10 Les articles 3, 4 et 19 de la loi 4014/2011 régissent la participation du public. Conformément à l’article 12 de celle-ci, les diverses autorisations sont rassemblées en une décision d’approbation des exigences environnementales (ci‑après la « DAEE »).
11 L’article 30, paragraphe 9, de la loi 4014/2011 comporte une disposition transitoire qui prévoit que, jusqu’à l’introduction d’un registre environnemental électronique, les dispositions jusque-là en vigueur concernant la consultation des intéressés et la procédure de participation du public dans le cadre d’une autorisation environnementale demeurent valides.
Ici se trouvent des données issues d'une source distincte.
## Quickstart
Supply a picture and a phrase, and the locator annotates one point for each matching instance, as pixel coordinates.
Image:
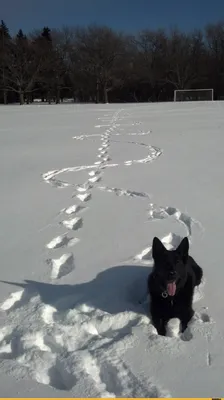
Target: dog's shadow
(114, 290)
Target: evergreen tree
(4, 30)
(20, 35)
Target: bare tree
(23, 66)
(99, 50)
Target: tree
(4, 45)
(23, 66)
(100, 50)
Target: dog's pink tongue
(171, 288)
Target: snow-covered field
(84, 189)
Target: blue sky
(127, 15)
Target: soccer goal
(194, 95)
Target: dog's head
(170, 268)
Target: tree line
(99, 64)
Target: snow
(84, 189)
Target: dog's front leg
(185, 319)
(158, 323)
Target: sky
(126, 15)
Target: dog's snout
(172, 274)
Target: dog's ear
(157, 248)
(183, 249)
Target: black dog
(171, 285)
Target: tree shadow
(115, 290)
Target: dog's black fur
(172, 266)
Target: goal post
(194, 95)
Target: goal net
(193, 95)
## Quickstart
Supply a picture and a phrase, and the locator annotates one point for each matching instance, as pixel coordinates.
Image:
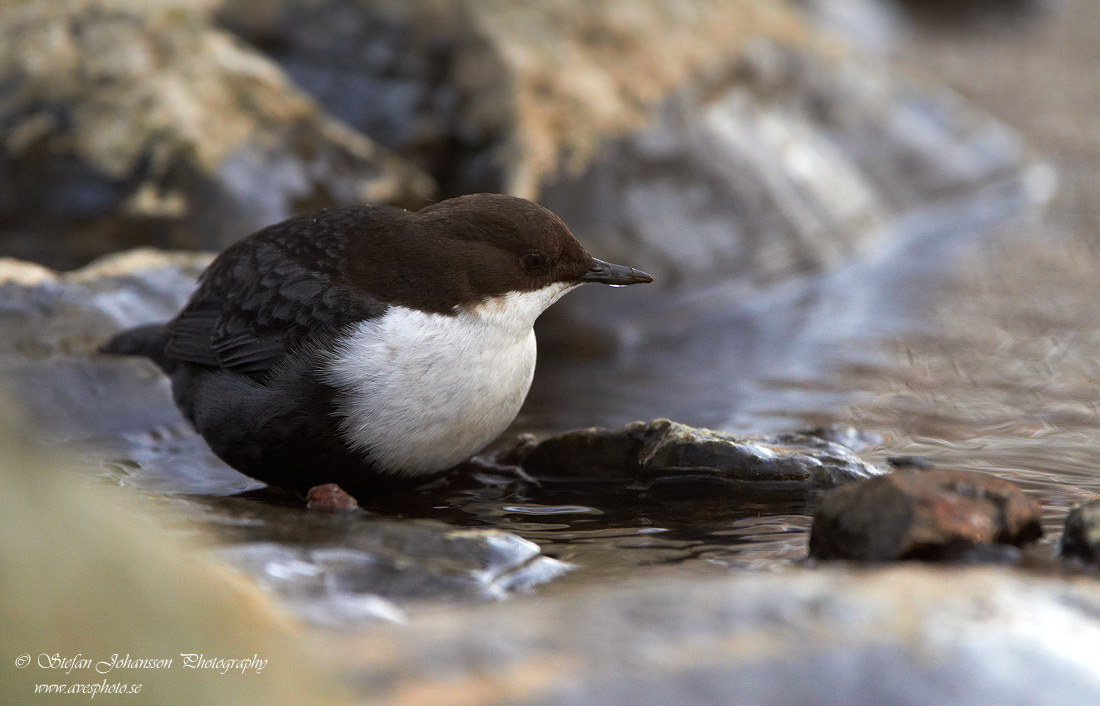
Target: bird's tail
(144, 340)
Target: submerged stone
(1081, 537)
(375, 567)
(661, 453)
(923, 515)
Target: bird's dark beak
(608, 274)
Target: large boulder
(127, 122)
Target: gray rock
(923, 515)
(1081, 537)
(723, 141)
(380, 567)
(784, 163)
(900, 637)
(124, 123)
(664, 453)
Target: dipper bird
(367, 345)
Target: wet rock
(663, 454)
(703, 140)
(329, 498)
(125, 123)
(376, 567)
(922, 515)
(828, 637)
(1081, 536)
(52, 324)
(846, 436)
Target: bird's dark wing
(271, 291)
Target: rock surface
(1081, 537)
(376, 567)
(645, 455)
(514, 90)
(922, 515)
(130, 123)
(898, 637)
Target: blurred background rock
(813, 183)
(702, 140)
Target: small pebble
(330, 498)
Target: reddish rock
(330, 498)
(922, 515)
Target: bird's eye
(535, 261)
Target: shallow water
(969, 343)
(967, 338)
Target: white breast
(424, 392)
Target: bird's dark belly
(282, 430)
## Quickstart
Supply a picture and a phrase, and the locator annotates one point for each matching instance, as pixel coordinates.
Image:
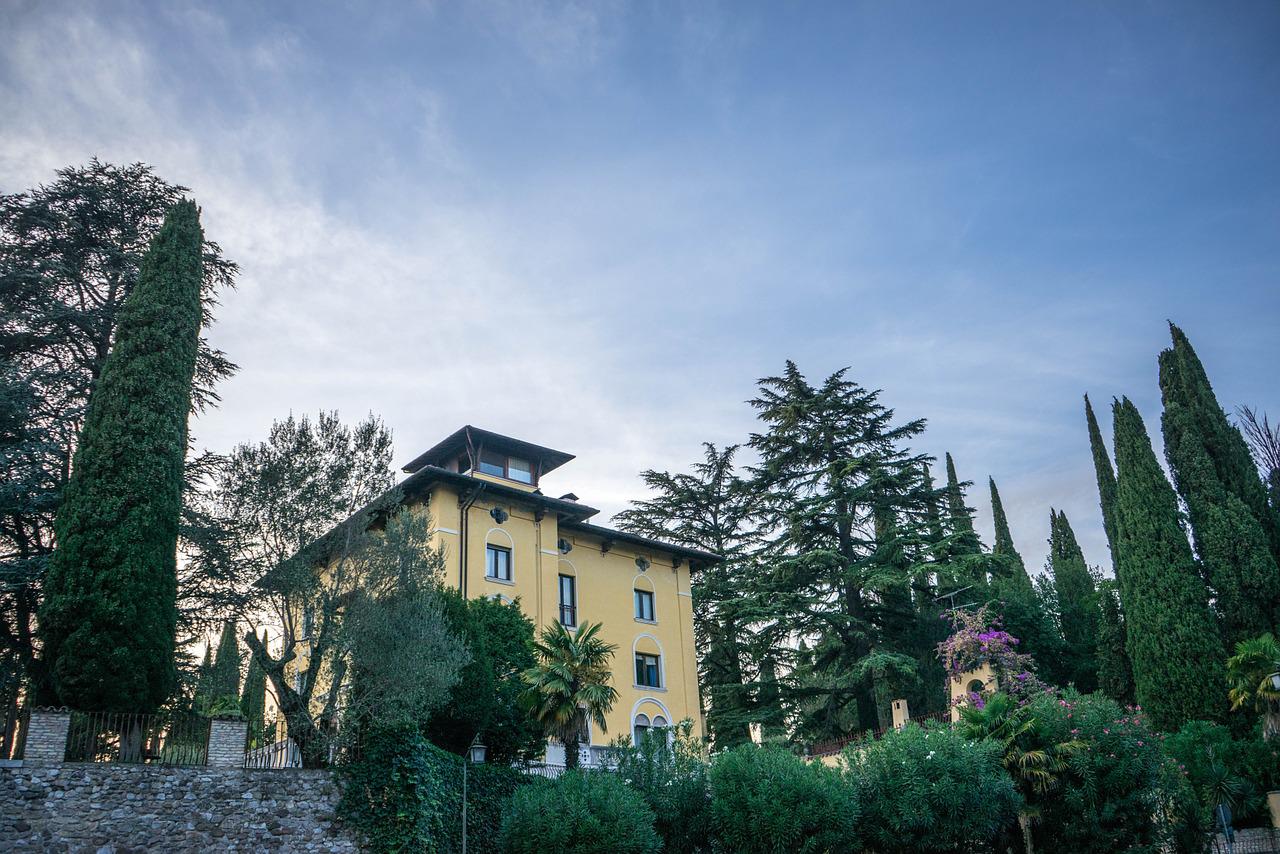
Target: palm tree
(1248, 674)
(570, 684)
(1033, 765)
En vertu de ces dispositions, cette procédure est ouverte par l’affichage dans les locaux de l’administration de la région concernée et par
la publication dans la presse locale d’une communication des informations relatives au projet ainsi que d’une invitation à ce que tout intéressé prenne connaissance de l’EIE et s’exprime à son sujet.
12 Conformément à l’article 19 bis de la loi 4014/2011, la DAEE doit être publiée sur Internet dans le mois qui suit son adoption. Le non-respect de ce délai entraîne la nullité de l’approbation. L’affichage de la DAEE sur le site spécial équivaut à une publicité imposée par la loi et fait naître la présomption que tout intéressé en a connaissance de sorte à pouvoir exercer un recours en annulation ou toute autre voie de droit.
13 En vertu de l’article 46 du décret présidentiel 18/1989 portant codification de dispositions de lois pour le Conseil d’État (FEK A’ 8), le recours en annulation est formé, sauf disposition contraire, dans un délai de 60 jours (90 jours pour les non-résidents) à compter du jour suivant la notification de l’acte attaqué ou sa publication, lorsque celle-ci est imposée par la loi, ou encore de la date à laquelle le requérant a pris pleinement connaissance de l’acte. Au sens de cette disposition,
telle que l’interprète une jurisprudence constante, lorsque la loi impose qu’un acte administratif individuel soit publié selon des modalités spécifiques, le délai imparti pour exercer un recours en annulation de cet acte court, en ce qui concerne les personnes visées, à compter de la notification de l’acte ou de la date à laquelle elles ont pris connaissance de sa teneur et, en ce qui concerne les tiers intéressés, à compter de la publication dudit acte.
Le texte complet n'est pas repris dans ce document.